OGH: Nach § 78 UrhG dürfen Bildnisse von Personen nicht veröffentlicht werden, wenn dadurch berechtigte Interessen der Abgebildeten verletzt würden. Bei der danach gebotenen Interessenabwägung zwischen dem Persönlichkeitsschutz des Abgebildeten und dem Veröffentlichungsinteresse des Mediums ist auch der Begleittext der Veröffentlichung zu beachten. Bei einem Bericht über einen im Kern wahren Sachverhalt fällt die Interessenabwägung gewöhnlich zugunsten des Mediums aus. Daneben sind bei Berichten über den Verdacht einer strafbaren Handlung oder über eine strafgerichtliche Verurteilung auch die Wertungen des § 7a MedienG zu berücksichtigen, nach denen ein - hier zweifellos verletzter - Identitätsschutz bestehen kann. Allerdings ist die Identität von Erwachsenen, die eines Verbrechens verdächtig sind oder wegen eines solchen verurteilt wurden, nur dann geschützt, wenn die Veröffentlichung ihr Fortkommen unverhältnismäßig beeinträchtigen kann. Dabei wird nicht danach unterschieden, ob die Identität durch Wort- oder durch Bildberichterstattung verletzt wird, der Schutz der Identität wird somit in beiden Fällen gleich beurteilt. Erforderlich ist daher eine Abwägung zwischen den jeweils grundrechtlich geschützten Interessen des Mediums an einer identifizierenden Berichterstattung (Art 10 EMRK) und des Betroffenen an der Wahrung seiner Anonymität (Art 8 EMRK).

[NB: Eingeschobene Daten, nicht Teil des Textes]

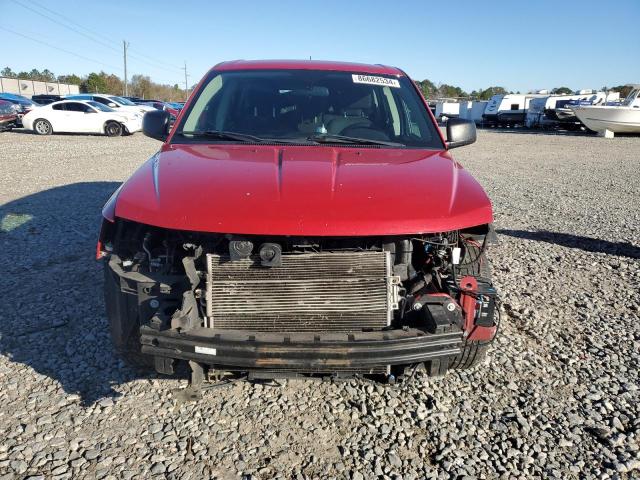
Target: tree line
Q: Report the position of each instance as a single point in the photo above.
(431, 90)
(142, 86)
(102, 82)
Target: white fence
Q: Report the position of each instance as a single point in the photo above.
(34, 87)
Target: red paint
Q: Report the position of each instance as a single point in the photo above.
(306, 65)
(304, 190)
(469, 287)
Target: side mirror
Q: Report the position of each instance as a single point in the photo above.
(155, 124)
(460, 132)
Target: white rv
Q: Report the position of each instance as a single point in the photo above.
(446, 109)
(553, 109)
(509, 109)
(473, 110)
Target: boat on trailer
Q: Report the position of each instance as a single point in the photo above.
(608, 120)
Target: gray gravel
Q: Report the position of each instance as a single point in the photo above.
(559, 398)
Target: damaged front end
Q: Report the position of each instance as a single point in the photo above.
(288, 306)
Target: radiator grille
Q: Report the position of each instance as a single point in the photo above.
(341, 292)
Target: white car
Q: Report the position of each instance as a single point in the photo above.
(112, 101)
(81, 117)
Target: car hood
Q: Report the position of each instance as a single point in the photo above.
(302, 190)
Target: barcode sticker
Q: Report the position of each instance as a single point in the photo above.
(205, 350)
(373, 80)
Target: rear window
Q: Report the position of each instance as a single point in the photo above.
(292, 105)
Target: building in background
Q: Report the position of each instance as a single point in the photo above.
(28, 88)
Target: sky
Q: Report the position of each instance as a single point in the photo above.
(520, 45)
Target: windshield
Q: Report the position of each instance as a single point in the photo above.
(122, 101)
(301, 105)
(16, 98)
(100, 106)
(631, 97)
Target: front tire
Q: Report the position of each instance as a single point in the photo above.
(42, 127)
(113, 129)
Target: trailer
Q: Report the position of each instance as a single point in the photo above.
(473, 110)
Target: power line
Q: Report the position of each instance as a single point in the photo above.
(140, 57)
(58, 48)
(66, 26)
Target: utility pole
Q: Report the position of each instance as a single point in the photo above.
(186, 84)
(125, 45)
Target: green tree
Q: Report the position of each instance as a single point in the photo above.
(561, 91)
(427, 87)
(8, 73)
(94, 83)
(141, 86)
(71, 79)
(487, 93)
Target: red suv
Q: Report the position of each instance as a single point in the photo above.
(301, 218)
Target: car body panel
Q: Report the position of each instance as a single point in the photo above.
(303, 190)
(307, 65)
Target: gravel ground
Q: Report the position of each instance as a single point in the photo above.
(558, 397)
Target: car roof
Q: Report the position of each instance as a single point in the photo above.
(69, 100)
(307, 65)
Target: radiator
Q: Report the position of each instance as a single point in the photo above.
(309, 292)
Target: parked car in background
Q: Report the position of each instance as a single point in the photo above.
(46, 99)
(23, 105)
(112, 101)
(167, 107)
(8, 115)
(77, 116)
(302, 217)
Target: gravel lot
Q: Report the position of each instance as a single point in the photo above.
(559, 398)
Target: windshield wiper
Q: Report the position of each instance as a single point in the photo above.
(222, 135)
(330, 138)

Im vorliegenden Fall verfügt der Kläger als stellvertretender Sicherheitsdirektor und Leiter des Landesamts für Verfassungsschutz über eine hervorgehobene Stellung im öffentlichen Leben seines Bundeslands. Zwar stellen die Artikel keinen Zusammenhang zwischen dieser Stellung und den Vorwürfen her, und ein solcher Zusammenhang ist auch nicht bescheinigt. Unabhängig davon stünde aber das Verhalten des Klägers bei Zutreffen des Verdachts in einem diametralen Gegensatz zu jenem, das die Öffentlichkeit von einem hochrangigen Vertreter des Staates erwartet, der mit der Verfolgung strafbarer Handlungen betraut ist. Damit ist ein öffentliches Interesse an der Offenlegung der Person des Verdächtigen begründet. Denn zum einen wird dadurch ein Generalverdacht zu Lasten anderer Polizeibeamter vermieden, der durch eine nicht identifizierende Berichterstattung - die jedenfalls zulässig wäre - verursacht würde. Zum anderen besteht die durch Art 10 EMRK geschützte Rolle der Medien als "public watchdog" auch und gerade gegenüber den Strafverfolgungsbehörden. Eine über das zur Wahrung anderer Grundrechte Erforderliche hinausgehende Beschränkung der Verdachtsberichterstattung hinderte die Medien daran, auf möglicherweise unsachliche Erwägungen bei der Einstellung von Strafverfahren hinzuweisen und so ihre auch in diesem Zusammenhang grundrechtlich geschützte Kontrollfunktion wahrzunehmen.

Soweit sich solche Verfahren gegen Träger öffentlicher Ämter richten, hat diese Aufgabe der Medien besonderes Gewicht. Denn in der Öffentlichkeit besteht - wegen der Weisungsgebundenheit der Staatsanwaltschaft und der an sich sinnvollen Nichtöffentlichkeit des Verfahrens - der allgemeine Verdacht, dass es sich Politiker und hohe Beamte (auch) in Strafverfahren "richten" könnten. Das wird zwar in der weit überwiegenden Zahl der Fälle tatsächlich nicht zutreffen. Es liegt jedoch im Interesse einer funktionierenden Rechtspflege, dass Medien hier Nachforschungen anstellen und durch identifizierende Berichterstattung eine präventive Funktion erfüllen.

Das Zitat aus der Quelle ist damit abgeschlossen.